Connecticut judge overturns murder convictions of 2 men, citing ‘manifest injustice’

By John Christoffersen, AP
Thursday, March 18, 2010

Murder convictions of 2 Conn. men overturned

NEW HAVEN, Conn. — A Connecticut judge has overturned the convictions of two men serving 80 years for a 1993 murder and ordered their immediate release from prison, saying they are the victims of a “manifest injustice.”

Superior Court Judge Stanley Fuger ruled Thursday that Ronald Taylor and George Gould are “actually innocent” of the crime and even threw out their arrest warrants. His ruling came after a star witness recanted.

“It is now an inescapable conclusion that a manifest injustice has been done to these two men, a manifest injustice that adversely affects each and every stage of these proceedings,” Fuger wrote in granting the habeas petition. “George Gould and Ronald Taylor have been convicted and spent over sixteen years in the custody of the state of Connecticut Department of Correction for a crime that, based upon all of the available evidence, they did not commit.”

Prosecutors were granted an emergency stay of the ruling to decide whether to appeal. Prosecutor James Clark, who tried the case, said the judge blocked the state from presenting important evidence on the recantation and predicted his ruling would be reversed.

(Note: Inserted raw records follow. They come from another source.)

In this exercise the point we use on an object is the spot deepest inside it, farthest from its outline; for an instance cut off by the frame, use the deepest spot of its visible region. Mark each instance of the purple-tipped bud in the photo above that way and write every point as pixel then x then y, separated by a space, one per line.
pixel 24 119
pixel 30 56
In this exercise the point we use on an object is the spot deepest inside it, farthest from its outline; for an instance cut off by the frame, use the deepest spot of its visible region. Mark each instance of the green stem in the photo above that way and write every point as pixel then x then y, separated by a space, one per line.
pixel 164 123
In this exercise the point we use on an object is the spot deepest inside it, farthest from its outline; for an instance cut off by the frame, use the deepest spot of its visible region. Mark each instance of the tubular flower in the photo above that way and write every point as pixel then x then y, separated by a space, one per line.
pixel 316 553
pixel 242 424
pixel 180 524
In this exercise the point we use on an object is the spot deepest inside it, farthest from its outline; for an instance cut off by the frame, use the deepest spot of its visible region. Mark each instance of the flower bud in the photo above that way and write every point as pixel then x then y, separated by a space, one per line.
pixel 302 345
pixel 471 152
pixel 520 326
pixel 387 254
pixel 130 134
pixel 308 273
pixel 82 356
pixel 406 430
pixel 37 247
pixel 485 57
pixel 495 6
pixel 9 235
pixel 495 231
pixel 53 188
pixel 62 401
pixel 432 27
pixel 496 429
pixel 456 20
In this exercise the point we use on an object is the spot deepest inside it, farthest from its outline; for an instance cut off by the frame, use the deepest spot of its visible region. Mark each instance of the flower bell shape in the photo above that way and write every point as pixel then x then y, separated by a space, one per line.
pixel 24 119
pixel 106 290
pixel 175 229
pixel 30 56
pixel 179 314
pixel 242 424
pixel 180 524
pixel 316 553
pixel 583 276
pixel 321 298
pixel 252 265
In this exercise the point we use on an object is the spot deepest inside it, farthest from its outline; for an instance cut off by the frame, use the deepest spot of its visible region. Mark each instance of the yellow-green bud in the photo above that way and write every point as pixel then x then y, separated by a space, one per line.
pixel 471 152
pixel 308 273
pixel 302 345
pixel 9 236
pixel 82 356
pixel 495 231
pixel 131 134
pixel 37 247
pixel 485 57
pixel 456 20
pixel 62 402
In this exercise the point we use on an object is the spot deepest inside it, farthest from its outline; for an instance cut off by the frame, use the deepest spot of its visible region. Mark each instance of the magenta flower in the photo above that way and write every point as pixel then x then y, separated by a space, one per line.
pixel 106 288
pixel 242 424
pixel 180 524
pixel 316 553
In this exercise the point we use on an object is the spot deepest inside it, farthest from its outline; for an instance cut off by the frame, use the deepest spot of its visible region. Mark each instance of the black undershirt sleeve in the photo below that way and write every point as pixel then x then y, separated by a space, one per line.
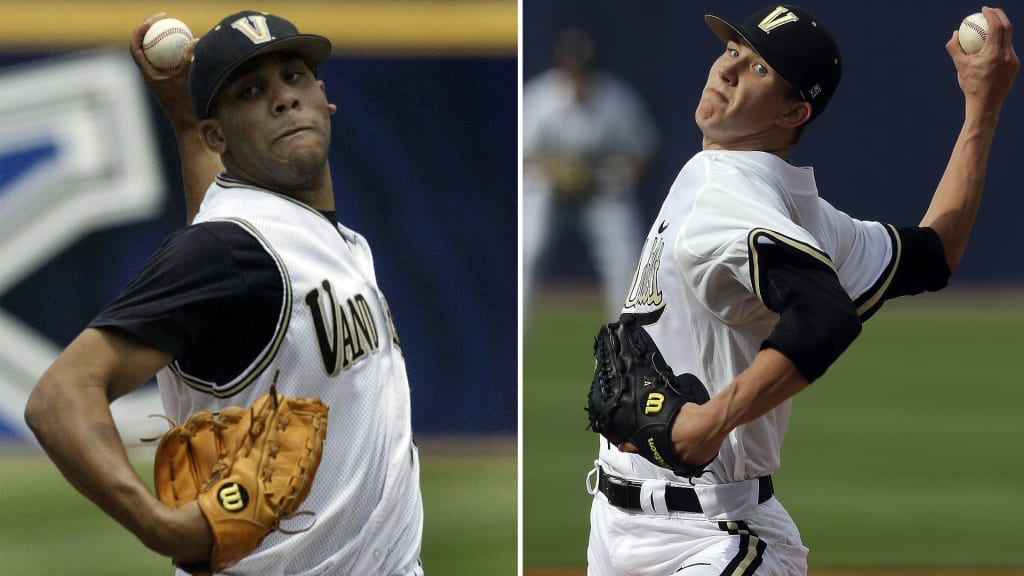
pixel 919 264
pixel 922 265
pixel 211 295
pixel 817 319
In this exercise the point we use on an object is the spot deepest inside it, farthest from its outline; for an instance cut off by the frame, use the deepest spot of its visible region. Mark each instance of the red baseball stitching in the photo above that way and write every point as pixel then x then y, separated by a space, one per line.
pixel 163 35
pixel 978 29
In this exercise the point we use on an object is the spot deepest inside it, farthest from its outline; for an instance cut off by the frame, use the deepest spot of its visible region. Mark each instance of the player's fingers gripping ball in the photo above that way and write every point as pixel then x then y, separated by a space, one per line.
pixel 635 396
pixel 249 468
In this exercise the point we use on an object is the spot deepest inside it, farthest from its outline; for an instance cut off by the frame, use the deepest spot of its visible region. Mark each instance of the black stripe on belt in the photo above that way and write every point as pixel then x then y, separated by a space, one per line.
pixel 625 494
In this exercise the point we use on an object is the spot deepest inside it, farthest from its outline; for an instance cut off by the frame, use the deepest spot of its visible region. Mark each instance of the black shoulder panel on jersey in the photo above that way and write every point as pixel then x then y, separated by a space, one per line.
pixel 817 320
pixel 211 295
pixel 919 264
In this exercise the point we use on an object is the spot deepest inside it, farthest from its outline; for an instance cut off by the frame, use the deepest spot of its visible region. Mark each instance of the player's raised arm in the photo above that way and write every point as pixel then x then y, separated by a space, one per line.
pixel 985 79
pixel 200 165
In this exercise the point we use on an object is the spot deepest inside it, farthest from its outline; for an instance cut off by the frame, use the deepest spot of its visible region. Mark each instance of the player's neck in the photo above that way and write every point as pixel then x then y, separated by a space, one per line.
pixel 741 145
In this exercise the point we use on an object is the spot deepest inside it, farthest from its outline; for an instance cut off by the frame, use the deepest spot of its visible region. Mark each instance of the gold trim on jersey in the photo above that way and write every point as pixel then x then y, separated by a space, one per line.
pixel 752 246
pixel 245 379
pixel 869 301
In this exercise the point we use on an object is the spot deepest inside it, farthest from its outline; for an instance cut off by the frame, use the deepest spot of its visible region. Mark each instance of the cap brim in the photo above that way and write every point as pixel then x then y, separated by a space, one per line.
pixel 725 30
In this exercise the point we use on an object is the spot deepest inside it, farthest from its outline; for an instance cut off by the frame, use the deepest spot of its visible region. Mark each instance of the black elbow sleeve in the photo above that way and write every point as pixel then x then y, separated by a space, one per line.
pixel 817 319
pixel 921 262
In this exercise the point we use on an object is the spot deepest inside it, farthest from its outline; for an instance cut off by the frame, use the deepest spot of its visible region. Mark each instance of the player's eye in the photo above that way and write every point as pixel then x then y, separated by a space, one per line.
pixel 247 91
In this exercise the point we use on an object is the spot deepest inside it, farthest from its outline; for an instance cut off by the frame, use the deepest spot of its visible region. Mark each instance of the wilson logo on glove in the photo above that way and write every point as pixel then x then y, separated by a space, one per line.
pixel 635 396
pixel 654 402
pixel 232 497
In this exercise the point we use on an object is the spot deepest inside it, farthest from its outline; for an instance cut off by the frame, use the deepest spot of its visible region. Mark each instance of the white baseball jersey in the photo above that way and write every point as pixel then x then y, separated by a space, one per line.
pixel 335 340
pixel 692 288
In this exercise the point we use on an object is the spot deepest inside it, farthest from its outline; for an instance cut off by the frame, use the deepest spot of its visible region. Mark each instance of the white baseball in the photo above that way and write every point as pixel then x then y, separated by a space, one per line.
pixel 165 43
pixel 974 31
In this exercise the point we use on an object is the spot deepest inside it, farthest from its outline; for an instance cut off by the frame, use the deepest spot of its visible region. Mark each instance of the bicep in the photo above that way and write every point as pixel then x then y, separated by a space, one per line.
pixel 110 359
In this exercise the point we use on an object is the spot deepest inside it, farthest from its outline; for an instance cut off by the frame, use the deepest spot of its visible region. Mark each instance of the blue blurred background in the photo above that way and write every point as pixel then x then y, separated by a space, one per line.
pixel 424 157
pixel 880 149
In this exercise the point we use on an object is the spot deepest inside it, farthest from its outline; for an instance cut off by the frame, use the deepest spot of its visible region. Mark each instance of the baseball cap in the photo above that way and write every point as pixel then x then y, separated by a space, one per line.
pixel 796 44
pixel 239 38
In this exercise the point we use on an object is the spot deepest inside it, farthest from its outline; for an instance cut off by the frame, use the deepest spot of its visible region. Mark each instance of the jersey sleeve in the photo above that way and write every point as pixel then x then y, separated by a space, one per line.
pixel 211 295
pixel 878 261
pixel 714 249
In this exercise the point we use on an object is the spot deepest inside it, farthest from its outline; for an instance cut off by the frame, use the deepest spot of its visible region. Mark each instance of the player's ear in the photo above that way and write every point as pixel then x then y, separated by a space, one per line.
pixel 213 135
pixel 798 113
pixel 331 109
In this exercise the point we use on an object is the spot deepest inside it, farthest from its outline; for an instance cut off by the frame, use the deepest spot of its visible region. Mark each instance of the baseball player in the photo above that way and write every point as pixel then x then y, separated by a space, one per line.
pixel 263 286
pixel 754 284
pixel 587 139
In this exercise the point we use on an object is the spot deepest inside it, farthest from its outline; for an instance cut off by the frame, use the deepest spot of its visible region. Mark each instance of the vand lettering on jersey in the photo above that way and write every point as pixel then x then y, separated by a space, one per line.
pixel 346 332
pixel 644 289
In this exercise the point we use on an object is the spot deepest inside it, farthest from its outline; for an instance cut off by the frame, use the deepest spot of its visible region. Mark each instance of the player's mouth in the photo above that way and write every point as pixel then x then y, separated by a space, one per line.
pixel 292 131
pixel 717 93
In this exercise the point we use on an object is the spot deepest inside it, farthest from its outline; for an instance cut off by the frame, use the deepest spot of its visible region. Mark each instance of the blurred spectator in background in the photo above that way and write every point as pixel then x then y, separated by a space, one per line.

Taylor and Gould were convicted of killing Eugenio Deleon Vega, a New Haven shop owner.

The star witness, Doreen Stiles, testified at the original trial that she saw Gould enter the store and heard him arguing with Vega about opening his safe. She said she heard a gunshot and then saw Gould and Taylor leave the store.

But last year, Stiles testified she had lied and that she was not at the murder scene.

The ruling also noted that a DNA analysis of a cord used to bind Vega’s hands “conclusively eliminates” Gould and Taylor as the source.

Attorneys for both men did not immediately return phone messages.

Fuger said Stiles committed perjury, but could not be prosecuted because of a statue of limitations, unless she was lying about her recantation. He said she was more credible when she recanted her testimony than when she testified at the original trial.

Fuger noted the extraordinary nature of his ruling. He said New Haven Police Department “accused the wrong men and now has a seventenn-year-old unsolved murder on its hands.”

The ruling is the latest conviction overturned in Connecticut.

In August, Kenneth Ireland was freed after spending two decades in prison after a judge dismissed murder and rape charges against him following DNA testing that showed he could not have committed the crimes.

James Calvin Tillman was released from prison in 2006 after serving 18 years for rape. The state awarded him $5 million for his wrongful conviction.

Miguel Roman was sentenced to 60 years in prison for the 1988 murder of his girlfriend, 17-year-old Carmen Lopez, but freed after he served 20 years. DNA tests showed he could not have been the killer.